I know what you mean about labs being drawn much later (the 4am/2pm example); in this case, is it truly ordered FOR 0400, or is ordered as a "today" value, and the usual collection time is 4am? If it's specifically ordered for a time, and not drawn until 10 hours later, holy cow, that is inexcusable!! I'd have some PO'd docs on my hands if that kind of thing happened regularly where I work!

I am a med lab scientist, and if I come across a value that is incompatible with life I get it recollected to verify and don't report the first result. I let the nurse know what is going on so he/she is in the loop and is prepared for the call if the result verifies as being critical.

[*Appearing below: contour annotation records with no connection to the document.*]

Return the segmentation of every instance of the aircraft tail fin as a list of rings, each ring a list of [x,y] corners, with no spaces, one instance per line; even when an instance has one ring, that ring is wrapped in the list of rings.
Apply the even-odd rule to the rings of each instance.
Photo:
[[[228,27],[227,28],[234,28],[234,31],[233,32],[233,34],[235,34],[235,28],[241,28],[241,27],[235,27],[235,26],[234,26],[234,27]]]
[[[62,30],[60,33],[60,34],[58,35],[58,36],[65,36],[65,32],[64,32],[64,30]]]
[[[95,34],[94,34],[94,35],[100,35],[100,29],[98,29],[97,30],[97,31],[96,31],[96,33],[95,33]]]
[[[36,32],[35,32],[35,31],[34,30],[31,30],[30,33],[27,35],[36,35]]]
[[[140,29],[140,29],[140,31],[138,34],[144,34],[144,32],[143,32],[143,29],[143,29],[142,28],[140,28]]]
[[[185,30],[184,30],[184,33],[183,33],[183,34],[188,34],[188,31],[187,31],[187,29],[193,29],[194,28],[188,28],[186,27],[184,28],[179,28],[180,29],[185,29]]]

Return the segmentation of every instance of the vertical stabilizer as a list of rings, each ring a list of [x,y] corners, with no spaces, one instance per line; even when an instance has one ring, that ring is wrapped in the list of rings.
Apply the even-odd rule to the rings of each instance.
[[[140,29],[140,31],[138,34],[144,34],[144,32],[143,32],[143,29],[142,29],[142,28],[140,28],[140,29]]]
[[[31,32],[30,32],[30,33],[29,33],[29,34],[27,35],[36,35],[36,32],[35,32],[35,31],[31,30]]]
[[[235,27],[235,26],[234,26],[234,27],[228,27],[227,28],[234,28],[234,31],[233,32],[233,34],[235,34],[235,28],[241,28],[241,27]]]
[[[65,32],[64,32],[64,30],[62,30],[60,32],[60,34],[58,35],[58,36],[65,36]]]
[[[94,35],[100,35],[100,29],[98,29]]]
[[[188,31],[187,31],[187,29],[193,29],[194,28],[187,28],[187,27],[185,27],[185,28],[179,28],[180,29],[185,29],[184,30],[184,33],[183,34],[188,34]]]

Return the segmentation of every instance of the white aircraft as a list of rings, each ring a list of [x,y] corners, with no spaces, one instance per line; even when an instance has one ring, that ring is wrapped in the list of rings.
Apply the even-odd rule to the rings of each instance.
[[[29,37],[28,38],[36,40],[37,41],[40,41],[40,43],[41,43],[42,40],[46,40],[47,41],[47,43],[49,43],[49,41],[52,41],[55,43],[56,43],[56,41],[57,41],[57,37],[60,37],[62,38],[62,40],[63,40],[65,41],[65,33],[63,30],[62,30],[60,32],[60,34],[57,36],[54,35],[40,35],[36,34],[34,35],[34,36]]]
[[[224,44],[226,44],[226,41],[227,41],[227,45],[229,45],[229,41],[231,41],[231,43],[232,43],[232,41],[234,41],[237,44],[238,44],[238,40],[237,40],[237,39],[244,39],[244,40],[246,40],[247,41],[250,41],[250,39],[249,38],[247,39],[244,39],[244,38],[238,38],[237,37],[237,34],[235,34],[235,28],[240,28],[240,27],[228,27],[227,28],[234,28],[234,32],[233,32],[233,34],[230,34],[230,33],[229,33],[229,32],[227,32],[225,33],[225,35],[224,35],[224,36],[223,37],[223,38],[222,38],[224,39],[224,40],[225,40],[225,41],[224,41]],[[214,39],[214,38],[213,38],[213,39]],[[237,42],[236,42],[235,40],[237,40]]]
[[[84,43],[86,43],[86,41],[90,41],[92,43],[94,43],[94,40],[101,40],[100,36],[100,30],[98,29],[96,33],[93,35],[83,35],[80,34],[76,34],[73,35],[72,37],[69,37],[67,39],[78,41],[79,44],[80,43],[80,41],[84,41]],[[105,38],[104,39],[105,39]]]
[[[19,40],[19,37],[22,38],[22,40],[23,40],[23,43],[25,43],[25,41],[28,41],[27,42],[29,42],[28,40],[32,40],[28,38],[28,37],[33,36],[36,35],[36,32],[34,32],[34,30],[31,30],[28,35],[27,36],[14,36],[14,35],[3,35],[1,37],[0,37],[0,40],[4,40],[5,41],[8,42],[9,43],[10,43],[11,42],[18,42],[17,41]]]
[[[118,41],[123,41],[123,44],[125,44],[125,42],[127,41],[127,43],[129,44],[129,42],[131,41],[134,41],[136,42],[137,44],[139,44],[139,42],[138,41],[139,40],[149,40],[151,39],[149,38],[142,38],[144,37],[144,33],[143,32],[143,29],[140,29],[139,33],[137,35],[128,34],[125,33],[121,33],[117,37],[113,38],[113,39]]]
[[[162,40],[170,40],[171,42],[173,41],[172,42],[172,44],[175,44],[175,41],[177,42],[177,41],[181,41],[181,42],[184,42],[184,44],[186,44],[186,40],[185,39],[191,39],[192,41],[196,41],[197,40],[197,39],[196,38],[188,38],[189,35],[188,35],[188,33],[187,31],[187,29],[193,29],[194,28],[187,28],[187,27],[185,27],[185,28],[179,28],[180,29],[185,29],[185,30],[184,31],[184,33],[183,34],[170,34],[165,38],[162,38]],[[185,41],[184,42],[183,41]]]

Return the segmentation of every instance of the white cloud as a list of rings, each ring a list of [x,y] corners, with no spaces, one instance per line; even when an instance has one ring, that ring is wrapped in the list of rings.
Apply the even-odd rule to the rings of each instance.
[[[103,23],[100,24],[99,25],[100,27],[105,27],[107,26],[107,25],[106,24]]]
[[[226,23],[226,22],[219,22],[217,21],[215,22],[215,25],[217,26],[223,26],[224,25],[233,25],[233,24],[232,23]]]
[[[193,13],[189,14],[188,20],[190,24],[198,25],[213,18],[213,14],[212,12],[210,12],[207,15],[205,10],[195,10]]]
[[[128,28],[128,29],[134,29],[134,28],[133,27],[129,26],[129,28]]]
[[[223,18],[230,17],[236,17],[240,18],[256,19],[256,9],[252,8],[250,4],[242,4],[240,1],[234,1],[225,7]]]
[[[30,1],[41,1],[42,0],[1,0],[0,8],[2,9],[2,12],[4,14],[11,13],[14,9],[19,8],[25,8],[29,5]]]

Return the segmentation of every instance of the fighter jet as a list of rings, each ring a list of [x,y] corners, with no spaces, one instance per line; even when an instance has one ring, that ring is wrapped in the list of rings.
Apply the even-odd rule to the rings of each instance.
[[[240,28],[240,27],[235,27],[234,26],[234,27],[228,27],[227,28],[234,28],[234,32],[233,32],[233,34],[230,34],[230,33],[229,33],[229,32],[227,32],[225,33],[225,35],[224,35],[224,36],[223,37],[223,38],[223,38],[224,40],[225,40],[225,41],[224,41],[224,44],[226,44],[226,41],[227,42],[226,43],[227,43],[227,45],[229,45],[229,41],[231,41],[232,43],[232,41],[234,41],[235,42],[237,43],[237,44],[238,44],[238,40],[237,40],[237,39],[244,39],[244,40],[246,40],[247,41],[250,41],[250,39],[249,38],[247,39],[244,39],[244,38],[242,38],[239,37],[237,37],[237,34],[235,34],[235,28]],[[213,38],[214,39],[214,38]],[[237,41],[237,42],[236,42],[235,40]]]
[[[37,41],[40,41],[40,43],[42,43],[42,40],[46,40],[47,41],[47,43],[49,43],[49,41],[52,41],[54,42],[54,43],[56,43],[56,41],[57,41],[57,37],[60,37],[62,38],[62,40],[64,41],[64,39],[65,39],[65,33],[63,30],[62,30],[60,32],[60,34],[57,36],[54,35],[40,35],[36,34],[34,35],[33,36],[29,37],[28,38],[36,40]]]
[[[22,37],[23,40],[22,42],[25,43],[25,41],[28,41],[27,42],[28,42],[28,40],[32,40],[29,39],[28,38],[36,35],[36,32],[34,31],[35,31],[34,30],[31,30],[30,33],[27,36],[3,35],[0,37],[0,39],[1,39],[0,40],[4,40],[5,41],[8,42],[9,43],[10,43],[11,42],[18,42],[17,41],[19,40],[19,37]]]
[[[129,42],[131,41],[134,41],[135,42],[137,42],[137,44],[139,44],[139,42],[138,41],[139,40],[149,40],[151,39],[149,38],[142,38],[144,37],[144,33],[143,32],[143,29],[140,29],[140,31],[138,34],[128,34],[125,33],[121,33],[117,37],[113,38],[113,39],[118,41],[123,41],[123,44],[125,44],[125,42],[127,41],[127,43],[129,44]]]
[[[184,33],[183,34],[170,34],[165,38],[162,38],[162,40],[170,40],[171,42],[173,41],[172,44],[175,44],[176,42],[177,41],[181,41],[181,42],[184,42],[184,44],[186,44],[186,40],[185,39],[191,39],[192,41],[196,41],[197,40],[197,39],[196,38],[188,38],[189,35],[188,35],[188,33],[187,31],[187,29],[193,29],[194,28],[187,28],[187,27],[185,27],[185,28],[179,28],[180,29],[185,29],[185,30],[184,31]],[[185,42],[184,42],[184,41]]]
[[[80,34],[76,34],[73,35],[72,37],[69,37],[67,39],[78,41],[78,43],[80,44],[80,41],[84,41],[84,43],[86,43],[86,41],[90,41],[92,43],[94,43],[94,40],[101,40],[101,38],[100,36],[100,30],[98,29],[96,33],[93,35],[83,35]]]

Also, when a lab scientist calls a critical result even if the patient is improving, it is because they are mandated to do so by the rules or their lab/hospital. The hospital where I work demanded this because a doctor was not notified by the nurse of a critical result and the doctor himself didn't notice the critical until the THIRD time it was reported! I know that a CO2 that is high on a COPD patient is expected and we all roll our eyes at having to call the seventeenth such result, but it's something we grit our teeth and bear along with other insults to our intelligence. I have heard people say we in the lab are not being paid to think, even though we were extensively trained to think (bachelors degree) and are QA specialists.

The lab scientist is supposed to check the validity of results and supposed to do look-backs constantly (at least I do) to see what a patient has been running before reporting. The belief that a lab scientist is a brainless button masher is no more true than the belief that a nurse is a butt wiper. It's insulting, arrogant and ignorant to think like that about any profession.

Get to know your good lab scientists and be nice to them; they can be your best resource and actually help make a nurse's job easier if they will let us. That's what we're here to do. That's what I want to do.